Did you know that Family Practice is a medical specialty requiring additional training, like other specialties–such as Surgery, Gastroenterology or Cardiology? The focus of Family Practice is primary care and preventive care. To become family doctors, following medical school, we had years of additional training in multiple disciplines, including pediatrics, obstetrics, adult medicine, critical care, psychiatry, geriatrics, and emergency care. As family doctors, we evaluate your health in the context of your family, personal relationships, community and work.
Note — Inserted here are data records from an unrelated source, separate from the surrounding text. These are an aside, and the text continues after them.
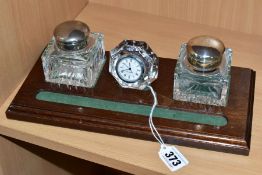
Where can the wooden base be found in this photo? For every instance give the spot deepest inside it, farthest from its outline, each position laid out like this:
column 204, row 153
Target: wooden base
column 232, row 138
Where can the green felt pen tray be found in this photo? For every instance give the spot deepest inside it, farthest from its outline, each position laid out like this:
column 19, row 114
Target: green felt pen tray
column 110, row 109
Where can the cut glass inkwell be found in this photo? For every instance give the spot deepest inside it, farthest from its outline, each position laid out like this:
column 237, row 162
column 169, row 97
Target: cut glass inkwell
column 202, row 73
column 74, row 56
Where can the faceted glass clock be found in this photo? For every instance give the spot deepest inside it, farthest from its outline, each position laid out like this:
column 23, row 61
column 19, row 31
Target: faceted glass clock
column 202, row 73
column 74, row 56
column 133, row 64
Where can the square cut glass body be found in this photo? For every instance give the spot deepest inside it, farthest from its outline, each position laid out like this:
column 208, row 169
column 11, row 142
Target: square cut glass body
column 76, row 68
column 210, row 88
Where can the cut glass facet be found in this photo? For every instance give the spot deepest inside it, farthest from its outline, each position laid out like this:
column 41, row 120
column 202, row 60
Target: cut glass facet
column 202, row 87
column 78, row 68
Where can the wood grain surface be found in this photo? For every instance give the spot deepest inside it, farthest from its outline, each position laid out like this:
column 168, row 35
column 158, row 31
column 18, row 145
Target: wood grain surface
column 164, row 35
column 237, row 15
column 27, row 107
column 25, row 28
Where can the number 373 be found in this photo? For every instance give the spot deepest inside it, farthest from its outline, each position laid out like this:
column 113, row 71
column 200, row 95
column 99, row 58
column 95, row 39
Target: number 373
column 172, row 157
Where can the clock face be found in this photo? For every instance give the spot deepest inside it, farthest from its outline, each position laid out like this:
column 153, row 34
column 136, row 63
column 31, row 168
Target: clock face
column 129, row 69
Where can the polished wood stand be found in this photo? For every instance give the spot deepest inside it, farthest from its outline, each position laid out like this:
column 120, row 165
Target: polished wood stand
column 234, row 137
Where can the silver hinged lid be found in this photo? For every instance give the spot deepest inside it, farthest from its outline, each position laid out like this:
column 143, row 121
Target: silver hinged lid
column 205, row 53
column 71, row 35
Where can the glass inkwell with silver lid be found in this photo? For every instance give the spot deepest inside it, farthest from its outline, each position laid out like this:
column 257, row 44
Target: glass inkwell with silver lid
column 202, row 73
column 74, row 56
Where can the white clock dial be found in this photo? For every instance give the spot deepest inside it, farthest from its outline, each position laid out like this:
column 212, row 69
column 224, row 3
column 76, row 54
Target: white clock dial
column 129, row 69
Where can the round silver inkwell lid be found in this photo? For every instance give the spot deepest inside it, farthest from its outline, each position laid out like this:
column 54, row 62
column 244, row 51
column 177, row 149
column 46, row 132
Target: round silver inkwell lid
column 205, row 53
column 71, row 35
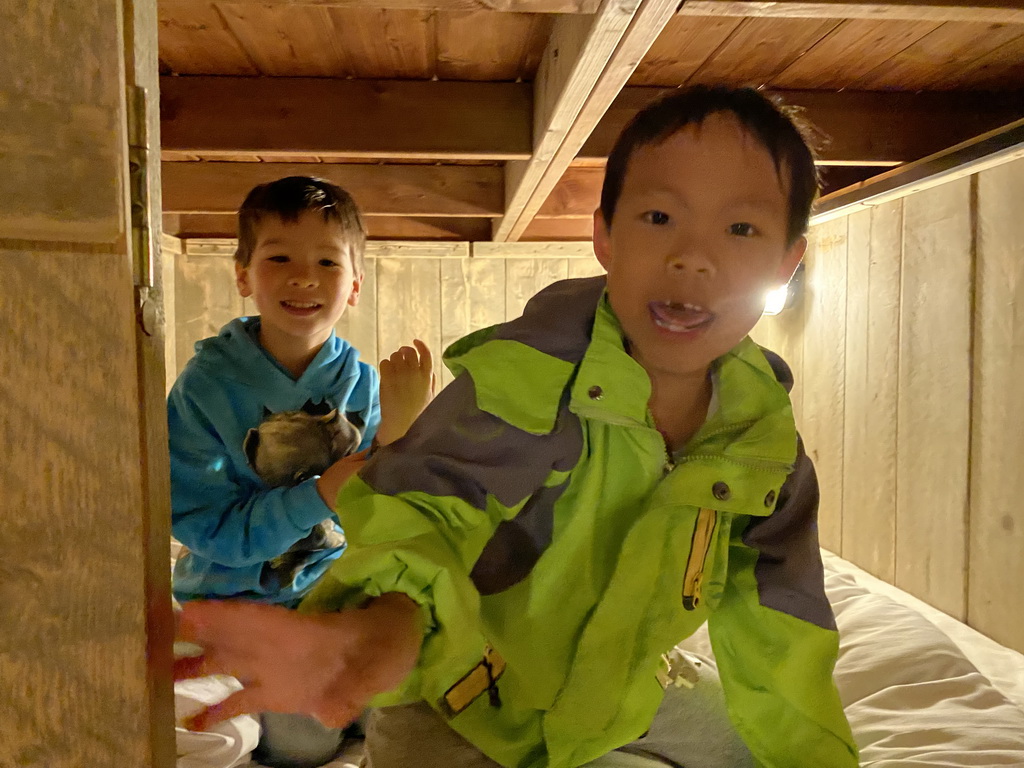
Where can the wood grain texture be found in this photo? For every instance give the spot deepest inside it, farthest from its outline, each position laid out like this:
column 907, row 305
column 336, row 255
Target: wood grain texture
column 324, row 117
column 484, row 45
column 934, row 392
column 850, row 51
column 759, row 49
column 358, row 325
column 871, row 376
column 396, row 190
column 995, row 603
column 938, row 55
column 206, row 298
column 73, row 650
column 988, row 11
column 824, row 372
column 65, row 102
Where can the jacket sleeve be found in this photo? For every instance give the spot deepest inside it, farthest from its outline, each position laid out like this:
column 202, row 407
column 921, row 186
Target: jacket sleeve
column 774, row 637
column 437, row 515
column 219, row 511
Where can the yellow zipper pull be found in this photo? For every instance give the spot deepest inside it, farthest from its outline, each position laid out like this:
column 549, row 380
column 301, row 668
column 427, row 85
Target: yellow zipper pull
column 704, row 531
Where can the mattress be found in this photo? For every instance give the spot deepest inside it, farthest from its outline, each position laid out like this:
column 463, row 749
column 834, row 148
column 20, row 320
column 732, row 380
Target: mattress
column 919, row 687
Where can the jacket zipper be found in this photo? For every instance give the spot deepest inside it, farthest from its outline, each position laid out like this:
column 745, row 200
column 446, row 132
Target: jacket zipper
column 699, row 547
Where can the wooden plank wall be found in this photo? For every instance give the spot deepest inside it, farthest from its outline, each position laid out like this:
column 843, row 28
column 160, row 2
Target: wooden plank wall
column 909, row 352
column 907, row 345
column 437, row 292
column 84, row 670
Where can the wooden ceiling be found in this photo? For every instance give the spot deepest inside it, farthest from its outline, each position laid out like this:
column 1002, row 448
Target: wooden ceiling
column 480, row 120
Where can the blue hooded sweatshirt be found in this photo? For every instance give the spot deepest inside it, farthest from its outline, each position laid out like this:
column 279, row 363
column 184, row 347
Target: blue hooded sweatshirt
column 229, row 520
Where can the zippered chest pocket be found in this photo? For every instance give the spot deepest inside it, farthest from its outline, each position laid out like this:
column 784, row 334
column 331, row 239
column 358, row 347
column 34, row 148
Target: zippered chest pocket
column 707, row 563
When you visit us, we listen to you, evaluate your symptoms, your body and your story; then we determine a diagnosis and develop a treatment plan. Simple problems may take a single visit. Complicated problems may require more.

As family doctors, we’re committed to your overall health. In addition to any problems you may bring, we’ll help you prevent others. We’ll ask about habits (smoking, drinking, exercise), life patterns (sleep, diet, mood), and protocols for prevention (vaccines, lab tests, procedures). By paying attention to how you live and promoting continued healthy choices and disease prevention, we’ll help you conquer unhealthy habits and prevent unhappy outcomes such as heart disease and diabetes.

While family doctors can manage nearly every problem a patient presents, we also know when to ask other specialists for help on your behalf. We maintain close connections with the whole medical community to ensure proper referral for specialized problems.

Here’s a specific list of what we can do for you as family doctors:

  • Newborn and pediatric well child care
  • Adolescent medicine
  • Adult preventive care and annual exams
  • Sports and DOT physicals
  • Acute illness and injury care
  • Pap smears, pelvic and breast exams, IUDs
  • Acne, skin care and procedures
  • Phlebotomy and routine lab tests (strep test, mono, pregnancy, urinalysis)
  • Immunizations and joint injections
  • Chronic illness management, including arthritis, asthma, COPD, diabetes, heart disease, hypertension, overweight, and others
  • Mental health care, such as depression and anxiety

We’ll also consider alternative care where appropriate in developing a treatment plan for you.